Let’s say I have entities A, B, C and each A has many B and C entities. I want to query a load of A entities based on some criterea, and I know I will be accessing all B and C entities for each A I return.
Something like select a from A as a join fetch a.b join fetch a.c would seem to make sense at first, but this creates a huge product if the numbers of B and C entities are large. Extending this to another associated entities makes the query totally unreasonable.
If I leave JPA to its own devices, I end up with n+1 selects when it wants to access the B and C entities.
What I thought I’d do was query A join fetch B, then A join fetch C, but this doesn’t work as it gives me two List<A> results each with only half the information.
This is a pretty simple query in SQL terms, and I’m disappointed there isn’t an obvious way to handle this. Am I missing something?
Provider is toplink essentials
I wonder why you say this is pretty simple in SQL terms. Wouldn’t you also have the cartesian product?

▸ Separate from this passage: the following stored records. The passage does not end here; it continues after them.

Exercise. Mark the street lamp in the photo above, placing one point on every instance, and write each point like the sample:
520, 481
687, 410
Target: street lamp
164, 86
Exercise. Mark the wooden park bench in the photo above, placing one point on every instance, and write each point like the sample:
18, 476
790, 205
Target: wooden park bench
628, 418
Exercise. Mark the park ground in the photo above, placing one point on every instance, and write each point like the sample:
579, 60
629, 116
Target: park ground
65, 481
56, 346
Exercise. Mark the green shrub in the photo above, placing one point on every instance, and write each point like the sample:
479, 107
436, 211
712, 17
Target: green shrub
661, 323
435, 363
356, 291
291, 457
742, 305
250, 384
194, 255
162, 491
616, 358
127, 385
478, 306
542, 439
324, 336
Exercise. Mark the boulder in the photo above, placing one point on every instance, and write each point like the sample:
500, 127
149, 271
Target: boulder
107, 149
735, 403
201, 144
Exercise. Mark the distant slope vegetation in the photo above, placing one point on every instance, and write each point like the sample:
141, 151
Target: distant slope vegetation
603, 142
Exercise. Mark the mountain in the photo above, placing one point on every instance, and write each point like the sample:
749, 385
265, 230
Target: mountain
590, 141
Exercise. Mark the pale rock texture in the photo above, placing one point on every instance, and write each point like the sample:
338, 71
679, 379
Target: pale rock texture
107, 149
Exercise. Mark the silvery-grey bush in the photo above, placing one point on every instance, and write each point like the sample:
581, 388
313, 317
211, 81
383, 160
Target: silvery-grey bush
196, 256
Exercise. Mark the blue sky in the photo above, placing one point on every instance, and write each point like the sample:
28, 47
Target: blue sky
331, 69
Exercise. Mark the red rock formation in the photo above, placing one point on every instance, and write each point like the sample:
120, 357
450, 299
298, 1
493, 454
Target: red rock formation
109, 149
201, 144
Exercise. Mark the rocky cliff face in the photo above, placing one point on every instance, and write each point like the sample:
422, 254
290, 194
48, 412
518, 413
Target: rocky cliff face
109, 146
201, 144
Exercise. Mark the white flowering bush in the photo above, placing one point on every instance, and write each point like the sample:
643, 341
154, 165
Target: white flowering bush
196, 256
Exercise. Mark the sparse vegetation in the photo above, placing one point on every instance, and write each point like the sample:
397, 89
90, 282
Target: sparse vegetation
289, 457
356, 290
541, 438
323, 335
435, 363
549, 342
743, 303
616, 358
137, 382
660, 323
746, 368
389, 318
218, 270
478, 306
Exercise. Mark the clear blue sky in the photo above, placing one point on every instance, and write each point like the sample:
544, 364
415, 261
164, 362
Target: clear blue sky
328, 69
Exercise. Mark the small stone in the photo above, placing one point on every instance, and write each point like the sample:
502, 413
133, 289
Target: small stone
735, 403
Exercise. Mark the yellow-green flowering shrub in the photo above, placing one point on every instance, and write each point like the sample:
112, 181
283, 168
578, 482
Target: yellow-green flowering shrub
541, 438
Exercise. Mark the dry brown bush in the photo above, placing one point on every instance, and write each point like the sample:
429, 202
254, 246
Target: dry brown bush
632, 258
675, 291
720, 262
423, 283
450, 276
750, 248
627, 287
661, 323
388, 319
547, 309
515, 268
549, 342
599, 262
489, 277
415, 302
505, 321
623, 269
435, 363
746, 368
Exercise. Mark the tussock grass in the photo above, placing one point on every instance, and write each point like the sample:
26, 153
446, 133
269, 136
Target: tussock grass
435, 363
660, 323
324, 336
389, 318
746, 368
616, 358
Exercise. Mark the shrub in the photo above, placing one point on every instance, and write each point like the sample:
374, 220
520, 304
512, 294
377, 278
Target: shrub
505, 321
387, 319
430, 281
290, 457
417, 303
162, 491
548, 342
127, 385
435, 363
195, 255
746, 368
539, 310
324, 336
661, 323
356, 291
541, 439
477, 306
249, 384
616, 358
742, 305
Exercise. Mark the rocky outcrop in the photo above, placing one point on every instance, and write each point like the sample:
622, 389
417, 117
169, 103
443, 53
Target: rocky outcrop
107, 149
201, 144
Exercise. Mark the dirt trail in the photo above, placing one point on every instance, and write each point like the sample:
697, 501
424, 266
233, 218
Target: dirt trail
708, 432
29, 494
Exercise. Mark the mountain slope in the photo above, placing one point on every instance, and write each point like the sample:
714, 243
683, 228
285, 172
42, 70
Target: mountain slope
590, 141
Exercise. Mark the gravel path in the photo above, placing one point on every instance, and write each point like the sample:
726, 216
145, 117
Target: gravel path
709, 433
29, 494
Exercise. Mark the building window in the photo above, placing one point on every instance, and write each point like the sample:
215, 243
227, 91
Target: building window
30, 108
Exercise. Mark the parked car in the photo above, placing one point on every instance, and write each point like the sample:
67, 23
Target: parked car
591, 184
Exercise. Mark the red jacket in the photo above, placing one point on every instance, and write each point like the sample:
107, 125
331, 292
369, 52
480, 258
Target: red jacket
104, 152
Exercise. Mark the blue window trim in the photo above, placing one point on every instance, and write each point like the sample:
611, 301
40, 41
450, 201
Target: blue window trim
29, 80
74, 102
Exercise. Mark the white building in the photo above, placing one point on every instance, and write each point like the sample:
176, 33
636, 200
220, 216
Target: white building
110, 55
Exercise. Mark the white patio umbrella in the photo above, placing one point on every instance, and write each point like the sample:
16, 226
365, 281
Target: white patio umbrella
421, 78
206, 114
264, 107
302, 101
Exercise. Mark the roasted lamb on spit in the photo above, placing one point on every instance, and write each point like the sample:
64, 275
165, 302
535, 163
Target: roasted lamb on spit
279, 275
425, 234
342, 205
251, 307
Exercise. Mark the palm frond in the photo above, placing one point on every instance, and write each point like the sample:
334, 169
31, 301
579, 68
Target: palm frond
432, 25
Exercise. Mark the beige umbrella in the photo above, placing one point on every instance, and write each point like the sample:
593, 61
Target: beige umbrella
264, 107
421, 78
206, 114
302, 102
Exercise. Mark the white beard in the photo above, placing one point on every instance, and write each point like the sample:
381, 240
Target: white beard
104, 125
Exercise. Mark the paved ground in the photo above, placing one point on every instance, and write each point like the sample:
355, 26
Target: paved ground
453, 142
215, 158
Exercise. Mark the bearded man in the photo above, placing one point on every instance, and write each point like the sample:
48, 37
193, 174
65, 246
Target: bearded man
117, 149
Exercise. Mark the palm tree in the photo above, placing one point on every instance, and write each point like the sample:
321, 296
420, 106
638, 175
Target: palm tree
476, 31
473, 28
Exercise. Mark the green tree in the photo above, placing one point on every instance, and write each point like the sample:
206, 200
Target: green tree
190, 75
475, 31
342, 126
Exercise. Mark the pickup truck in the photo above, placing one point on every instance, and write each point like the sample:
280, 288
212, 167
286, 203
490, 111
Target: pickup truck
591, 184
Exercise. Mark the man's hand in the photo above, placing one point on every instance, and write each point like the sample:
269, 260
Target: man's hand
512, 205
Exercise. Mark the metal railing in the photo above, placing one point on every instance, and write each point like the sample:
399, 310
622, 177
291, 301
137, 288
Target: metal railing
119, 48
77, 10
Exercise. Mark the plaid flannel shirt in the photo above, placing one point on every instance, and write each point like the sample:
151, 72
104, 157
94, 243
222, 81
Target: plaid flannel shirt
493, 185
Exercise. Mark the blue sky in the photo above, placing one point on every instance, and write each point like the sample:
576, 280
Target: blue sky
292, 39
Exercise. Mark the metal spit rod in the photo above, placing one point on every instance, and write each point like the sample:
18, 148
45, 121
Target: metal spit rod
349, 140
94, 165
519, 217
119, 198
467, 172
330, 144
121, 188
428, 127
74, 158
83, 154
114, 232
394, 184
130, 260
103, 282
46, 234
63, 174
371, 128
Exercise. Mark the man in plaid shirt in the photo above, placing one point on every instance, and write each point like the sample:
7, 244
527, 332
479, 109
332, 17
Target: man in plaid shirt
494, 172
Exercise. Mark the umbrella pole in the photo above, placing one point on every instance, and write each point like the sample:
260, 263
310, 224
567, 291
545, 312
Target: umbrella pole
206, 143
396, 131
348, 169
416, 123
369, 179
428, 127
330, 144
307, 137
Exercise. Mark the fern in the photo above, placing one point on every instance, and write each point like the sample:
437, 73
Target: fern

Using the Hibernate provider for JPA, an option you mention works:
You have two list of the same values, you use only one and it is fine (you just need to LEFT join).
In Hibernate, you can also ask to fetch the missing data in a second query.
Use
fetch="subselect".See https://www.hibernate.org/315.html
UPDATED after comment of the Original Poster:
In java, you could also do this by hand.
This would have a good performance also.
If you run several times into this need, you could write a parameterized method to do this for you, so you only code it once.